Martial Power 2
- Cover art by Ralph Horsley, 2010
- Subject: Role-playing games
- Genre: Dungeons & Dragons
- Publisher: Wizards of the Coast
- Publication date: 2010
- Media type: Trade hardcover
- ISBN: 978-0-7869-5389-9

= Martial Power 2 =

Dungeons and Dragons 4e supplement book

Martial Power 2 is a supplement published by Wizards of the Coast (WotC) in 2010 for the 4th edition of the Dungeons & Dragons fantasy role-playing game. The book is a sequel to 2008's Martial Power; like its predecessor, Martial Power 2 provides new options for four specific character classes, as well as some general martial variants.

==Description==
Martial Power 2 provides new options and powers for the fighter, the ranger, the rogue, and the warlord. New material for each these classes is given in a separate chapter that starts with new character generation options:
- Fighter: "Brawler"
- Warlord: "Master of War", "Skirmisher"
- Ranger: "Hunter", "Marauder"
- Rogue: "Shadow Thief"
New class abilities, skills and powers are then keyed to these variants.

The final chapter includes some new martial capabilities for all classes, including different schools of "battle styles", and various martial exercises and abilities.

==Publication history==
In 2008, shortly after the publication of the 4th edition of D&D, WotC released a number of rules expansion books outlining new options for player characters. The first of these was Martial Power (2008), followed by Arcane Power (2009), and Divine Power (2009). In 2010, WotC released Martial Power 2, a 160-page hardcover book designed by Richard Baker, Tavis Allison, Eytan Bernstein, and Robert J. Schwalb. The front cover art was by Ralph Horsley and the back cover art was by Zoltan Boros & Gabor Szikszai, with interior art by Dave Allsop, Ralph Beisner, Kerem Beyit, Zoltan Boros & Gabor Szikszai, Ed Cox, Julie Dillon, Vincent Dutrait, Steve Ellis, Adam Gillespie, Torstein Nordstrand, Michael Phillippi, Wayne Reynolds, Chris Seaman, Arnie Swekel, Joel Thomas, Eva Widermann, and Ben Wootten.
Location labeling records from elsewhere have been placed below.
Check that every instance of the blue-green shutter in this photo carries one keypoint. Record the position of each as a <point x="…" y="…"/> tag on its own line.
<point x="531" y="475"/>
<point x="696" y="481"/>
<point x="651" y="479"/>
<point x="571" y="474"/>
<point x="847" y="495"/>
WotC would produce two more books in the "Power" series: Primal Power (2009) and Psionic Power (2010).

==Reception==
Viktor Coble listed the entire Power series as #2 on CBR's 2021 "D&D: 10 Best Supplemental Handbooks" list, stating that "What sets the Power series apart – besides their updated rules – is how they translate really well to 5e [the 5th edition of D&D]. Whereas, the "Complete" series needs a little more work. The rules have both been pared down and expanded upon in this guide, which makes picking up a copy for whatever type of character is most in favor worth it."

In his 2014 book Designers & Dragons: The '90s, game historian Shannon Appelcline noted that the first four books of the "Power" line — Martial Power, Arcane Power, Divine Powerand Martial Power 2 — focused on power sources first presented in the 4th Edition's Player's Handbook (2008), geared towards the standard power sources in the game. The two other books in the "Power" line, Primal Power and Psionic Power, explored new and more esoteric power sources.